I understand that discoveries by a number of scientists went into the development of this technique, starting with the identification of these light-sensitive proteins 150 years ago. What was your lab’s contribution?

DEISSEROTH: I’m a neuroscientist, but I’m also a biochemist by training. All through my career I’ve taken a molecular approach to systems-level questions. What my lab did was figure out how these molecules work, bridging all the way to their implementation in neuroscience. A lot of real basic science that enabled the applications came later.

First, we discovered the structures of channelrhodopsins, these light-activated proteins, which allowed us to see how they work, and exactly which atoms and which movements are important. That let us redesign them, to change the colors of light that they respond to, and the kind of ions that they let through. Along the way we discovered major new types of channelrhodopsins.

And we built the tools to make optogenetics work—the viral vectors to put these genes into neurons in the brains of mammals, and the fiberoptic methods to guide light and target cells and connections in different parts of the brain.

Just how do you target and activate specific neurons? You’re introducing the viral vector into an area of the brain, yet it only affects certain cells in that area. How do you make this happen?

DEISSEROTH: The virus gets the gene into all the nearby cells, but the genes are not turned into functional protein (channelrhodopsins) in all of them. That step is achieved with bits of DNA called promoters and enhancers, which regulate gene function, and we design the virus so that the protein is only made by the specific, targeted type of cell. We achieve additional specificity by guiding light spots to a subset of the cells in which the protein is made. And then finally, we developed projection targeting, where you deliver the opsin—the light-sensitive protein—to one part of the brain and deliver the light to another.

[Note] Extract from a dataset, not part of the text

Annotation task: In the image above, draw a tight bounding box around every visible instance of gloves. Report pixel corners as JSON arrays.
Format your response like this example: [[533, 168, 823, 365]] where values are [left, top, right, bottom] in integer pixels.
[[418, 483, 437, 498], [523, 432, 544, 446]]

The reason this works is that the opsin protein fills the whole neuron; it gets trafficked out into the long axons that extend from one part of the brain to another. If you put your fiber optic in that other brain region, the only thing that’s sensitive to light will be the axons that started from where you injected your virus. So you get specificity by connection type.

So you can use optogenetics to discover neural connections that hadn’t been mapped before and delineate them with more precision?

DEISSEROTH: Exactly. You could demonstrate functional connectivity very efficiently, and on different scales. On a local circuit scale, you can zip your light around to all the cells individually or in combination, while listening to or recording activity. You can see which of the cells you stimulate, which types of cells, which locations, which combinations give rise to the activity of interest.

On the other hand, if you test all the cells and combinations of cells with the broad, high-content recording technologies we’ve developed, you can be quite global and unbiased about the kind of information you collect.

Also, there have long been ways to slowly ramp up or ramp down the activity of individual neurons—chemical methods, for example. But with those methods you don’t have naturalistic timing information, which turns out to be critical. With optogenetics you can be very, very rapid and swift.

Why is timing so important?

DEISSEROTH: The brain is designed to work on millisecond time scales. The speed, the brevity of action potential transmission, is important for survival. We see this all over neuroscience. If you give a stimulus the frequency of 10 Hertz, you’ll get a totally different result than if you stimulate at 80 or 100 Hertz.

Could you give me examples how optogenetics has been applied in neuroscience? Some discoveries it’s facilitated, processes it’s clarified, etc.

DEISSEROTH: One thing is anxiety. We all know anxiety; we know it’s got these different parts to it. We know it feels bad. We know it affects our body: It makes us breathe more quickly and our heart beat faster. And we know it affects our choices: When we’re anxious, we don’t do the risky things that might otherwise happen. All these features, that are so different, come on together and go away together. So somehow our brain has built a way to create this state, to make it coherent and unitary, to have anxiety happen and then go away.